Beef up that Credit score: Low-credit loans exist, but a score of at least 620 is needed for most conventional loans. If your credit score is lower than 620, do everything you can to raise your credit score at this very moment. Next…Look at your debt-to-income ratio. Most of my research says tht you should spend less than 36% of your income on debt (including your future mortgage payment) every month. If you are not there, you are probaby not in the market, yet. For a conventional loan, you’ll need a down payment of at least 20%. That one is easy for most to figure out. What people don’t look into enough is closing costs. Typically, home buyers pay 2-5% of the home’s price in closing costs and I have seen many friends not factor that in. On the lowest end of the market, the average home value in California is roughly $599,159, which amounts to $11,983-29,958. The part where this gets tricky for most is that these costs usually have to be paid out of pocket. You should be absolutely sure that you have the money savings to cover it. Lastly, homeownership costs come into play. In California, maintenance costs are roughly $2,802 annually, but this varies based on the house and location. Therefore, saving1% of the house’s value each year for repairs is recommended.

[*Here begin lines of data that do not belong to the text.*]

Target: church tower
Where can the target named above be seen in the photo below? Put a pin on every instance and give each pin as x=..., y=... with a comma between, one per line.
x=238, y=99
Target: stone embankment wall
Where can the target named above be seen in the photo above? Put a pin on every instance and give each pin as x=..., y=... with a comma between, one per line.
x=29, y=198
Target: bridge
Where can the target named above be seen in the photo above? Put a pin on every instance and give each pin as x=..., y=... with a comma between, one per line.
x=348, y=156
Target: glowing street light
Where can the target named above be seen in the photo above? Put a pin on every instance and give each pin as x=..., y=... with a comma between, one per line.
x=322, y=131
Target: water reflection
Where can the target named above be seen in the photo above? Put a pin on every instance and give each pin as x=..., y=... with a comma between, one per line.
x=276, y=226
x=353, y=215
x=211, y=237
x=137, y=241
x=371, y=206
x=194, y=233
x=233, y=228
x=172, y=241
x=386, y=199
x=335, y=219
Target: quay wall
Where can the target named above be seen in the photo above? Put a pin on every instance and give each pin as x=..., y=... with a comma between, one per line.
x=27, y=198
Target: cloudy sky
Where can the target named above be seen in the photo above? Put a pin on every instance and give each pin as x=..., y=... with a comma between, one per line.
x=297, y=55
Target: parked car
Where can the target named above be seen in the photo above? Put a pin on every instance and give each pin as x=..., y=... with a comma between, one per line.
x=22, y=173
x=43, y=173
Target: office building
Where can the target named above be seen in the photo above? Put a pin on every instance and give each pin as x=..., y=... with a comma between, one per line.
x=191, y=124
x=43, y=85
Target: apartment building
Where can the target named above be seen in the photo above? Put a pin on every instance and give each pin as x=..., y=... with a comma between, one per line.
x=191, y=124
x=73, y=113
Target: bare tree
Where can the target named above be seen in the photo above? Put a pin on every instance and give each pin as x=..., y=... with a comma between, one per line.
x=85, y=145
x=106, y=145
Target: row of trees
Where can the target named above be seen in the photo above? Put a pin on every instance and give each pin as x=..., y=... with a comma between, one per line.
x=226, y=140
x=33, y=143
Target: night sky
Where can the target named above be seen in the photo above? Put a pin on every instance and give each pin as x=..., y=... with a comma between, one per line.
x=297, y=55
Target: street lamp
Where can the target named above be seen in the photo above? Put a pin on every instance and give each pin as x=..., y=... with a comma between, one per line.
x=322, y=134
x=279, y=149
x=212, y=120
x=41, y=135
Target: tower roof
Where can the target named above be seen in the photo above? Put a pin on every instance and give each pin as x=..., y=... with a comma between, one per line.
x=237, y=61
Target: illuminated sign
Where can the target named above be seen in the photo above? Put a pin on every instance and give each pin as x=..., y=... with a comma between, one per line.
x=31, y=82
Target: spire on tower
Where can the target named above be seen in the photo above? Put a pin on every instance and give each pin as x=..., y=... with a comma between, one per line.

When you decide on the neighborhood that is attractive enough for you to consider buying a home, you should utilize the historical trends in property appreciation that can show you if buying in the area will pay off in the future. Many neighborhoods in Los Angeles have changed over the past 10 years. This can impact your general lifestyle, your daily commute towork or schools and where you go out to dinner. It’s important that you build a relationship with a great real estate agent who not only knows your desires but also your limitations. You don’t want to get into more house than you can really afford, just because someone wants to make a sale. Do as much research on your agent as you do on the homes you are interested in.
There are many sites with mortgage calculators that can be helpful in planning if you feel that you are not ready to talk to someone yet, while you figure out your financial picture.
First, get your finances in order. Then, start shopping and decide what neighborhood is desired and matches your work/life balance and investment for the future. Create a relationship with a vetted real estate agent who understands your price range and needs, as well as legitimately knows the neighborhood you want to purchase in. It is important that they can easily walk you through the home buying process. Once that is all set, you will need to get pre-approved as most sellers will not consider you as viable or serious until that happens. Finding a lender with the most competative interest rates and solid terms is important to having a deal actually close. Compare all of your options while house hunting before making a serious offer that benefits both you and the seller. Research what it means to have an inspection and appraisal done and be prepared for unseen problems that ay arise. Once that clears, and you are ready to do a final walkthrough and close, you should do many last looks because after that the house will be yours!
Once you assess where you are financially, you can make plans, such as the above, and don’t beat yourself up, if you need more time to be an attractive home buyer. If nothing else, it will manadate specific goals you need to reach and give you something to look forward to. And in time, your tastes, financial pictures and needs may change.
Some of those calculator sites, mentioned above, are literally a one stop shop for all your mortgage questions and they also teach you what to do to start planning, if you are not at a position where you are ready to buy a home.